Ramblings at 2AM

Kel texted me this afternoon and said “Are you sure you want to stay broke up?” so I texted him back and said, “No, I made a terrible mistake. Can you forgive me?” So he says, “Yes. Can I come over tonight?” So I said, “Yes, let me jump in the shower and text me when you get near.”


So he came. It was very sweet, like old friends reconnecting. He stayed for several hours and we talked about lots of things…but we said nothing at all about how I had texted him several months ago and said, “I think we should break up. You want different things than I do.”

So he texted me back and said, “I can change.”

And I said, “No, I don’t want you to change just so we can be together. It’s me that needs to change anyway.”

That was that. He was out of my life and that was probably best anyway. Who cares about loneliness? It’s not that bad. I’m not ready for a relationship. They scare the shit out of me.

Some days I want to just give up on life and not do life again. It’s too painful! I can’t make it another day. But then something like this happens and you start to think that there might be some reason to keep living. So I’m trying to decide if there is or not.

For some reason that I don’t understand, Kelvin likes me. And he’s a really good looking guy – a graduate of Texas A & M (Go Aggies!) Good job. Dresses sharp. Drives an orange corvette. Why does he like me?
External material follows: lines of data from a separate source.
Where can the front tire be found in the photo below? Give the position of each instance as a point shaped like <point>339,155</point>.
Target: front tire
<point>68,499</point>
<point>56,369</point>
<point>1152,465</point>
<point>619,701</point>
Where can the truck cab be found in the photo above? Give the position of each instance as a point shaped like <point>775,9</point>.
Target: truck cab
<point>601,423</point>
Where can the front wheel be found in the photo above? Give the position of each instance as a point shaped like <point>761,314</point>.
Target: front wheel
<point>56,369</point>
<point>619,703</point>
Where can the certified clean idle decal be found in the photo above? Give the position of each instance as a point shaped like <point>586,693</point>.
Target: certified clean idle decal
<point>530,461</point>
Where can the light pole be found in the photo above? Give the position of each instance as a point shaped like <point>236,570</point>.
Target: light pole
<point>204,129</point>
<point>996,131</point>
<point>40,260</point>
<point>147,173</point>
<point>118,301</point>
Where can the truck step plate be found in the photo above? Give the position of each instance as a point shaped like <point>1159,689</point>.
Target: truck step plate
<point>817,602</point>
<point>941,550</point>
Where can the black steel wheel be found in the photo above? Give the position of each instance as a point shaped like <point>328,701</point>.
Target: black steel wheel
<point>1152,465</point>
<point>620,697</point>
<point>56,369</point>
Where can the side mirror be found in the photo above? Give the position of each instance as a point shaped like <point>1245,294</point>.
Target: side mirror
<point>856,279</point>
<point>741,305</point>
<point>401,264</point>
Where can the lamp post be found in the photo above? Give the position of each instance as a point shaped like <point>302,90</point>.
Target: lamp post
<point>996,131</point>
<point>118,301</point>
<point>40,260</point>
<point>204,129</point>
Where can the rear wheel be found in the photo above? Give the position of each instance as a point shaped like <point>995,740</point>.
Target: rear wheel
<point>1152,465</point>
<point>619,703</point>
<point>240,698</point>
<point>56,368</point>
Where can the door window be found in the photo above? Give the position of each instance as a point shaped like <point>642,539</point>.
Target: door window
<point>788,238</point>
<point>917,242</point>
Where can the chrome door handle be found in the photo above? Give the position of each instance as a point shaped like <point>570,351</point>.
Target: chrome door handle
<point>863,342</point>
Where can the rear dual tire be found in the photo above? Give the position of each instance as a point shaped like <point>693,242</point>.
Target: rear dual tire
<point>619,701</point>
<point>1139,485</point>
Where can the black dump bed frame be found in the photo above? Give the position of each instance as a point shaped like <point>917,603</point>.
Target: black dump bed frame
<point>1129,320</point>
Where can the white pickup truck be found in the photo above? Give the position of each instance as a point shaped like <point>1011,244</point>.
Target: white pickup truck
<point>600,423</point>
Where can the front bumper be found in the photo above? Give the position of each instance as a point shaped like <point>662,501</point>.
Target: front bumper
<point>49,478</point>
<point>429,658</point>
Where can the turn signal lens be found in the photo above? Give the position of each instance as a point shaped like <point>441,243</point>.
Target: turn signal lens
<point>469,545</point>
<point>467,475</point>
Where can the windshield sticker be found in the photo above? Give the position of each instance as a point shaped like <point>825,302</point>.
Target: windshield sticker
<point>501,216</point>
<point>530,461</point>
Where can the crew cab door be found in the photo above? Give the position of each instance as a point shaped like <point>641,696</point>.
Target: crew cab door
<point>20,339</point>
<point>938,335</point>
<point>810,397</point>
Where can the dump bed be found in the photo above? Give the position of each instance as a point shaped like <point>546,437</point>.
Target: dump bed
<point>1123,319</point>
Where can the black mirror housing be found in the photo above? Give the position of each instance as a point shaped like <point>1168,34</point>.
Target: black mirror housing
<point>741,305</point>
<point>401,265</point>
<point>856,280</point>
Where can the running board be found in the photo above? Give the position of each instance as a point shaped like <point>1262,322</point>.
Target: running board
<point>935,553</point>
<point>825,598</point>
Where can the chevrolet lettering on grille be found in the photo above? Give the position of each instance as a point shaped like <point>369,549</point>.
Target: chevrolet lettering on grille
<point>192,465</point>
I don’t even like me, so how could he?

I can’t figure it out. I’ve tried, but 2 + 2 doesn’t equal 4 this time. There’s no good reason for that man to like or care about me and want me in his life. So this leaves me quite mystified. Life can be so daunting sometimes and it’s like that today. There’s no rhyme or reason. This is just the way it is. So a little voice spoke to me out of the mist, or out of the heavens, from behind that pink cloud. He said:

Figure it out on your own. Understand it in your own way. At your own time. You’re entitled to personalize your recovery. Spend some time to get it right. You’re worth the extra trouble. You don’t have to KNOW every answer. Let some things go! Just say bye-bye and watch it float away.


So I closed my eyes again to pray and saw a white room. The walls and windows were fashioned of those old 1X12 planks painted white. It was my spiritual house. God lets me see it sometimes in a dream or vision. He always has a different purpose for showing it to me. Once in a dream, the walls weren’t sturdy and heavy rain was soaking them so much that they got soggy and fell over. Water came in saturating everything.

I started looking around in my life to see where my house was weak and flimsy and finally found the problem. So I fixed it and pretty soon my spiritual house was strong and beautiful again. So the dreams and visions always mean something and it’s important to find out their meanings and take action.

Kel is back but what does that mean? Why does he like me? I feel like I should know a lot more about life and love than I do.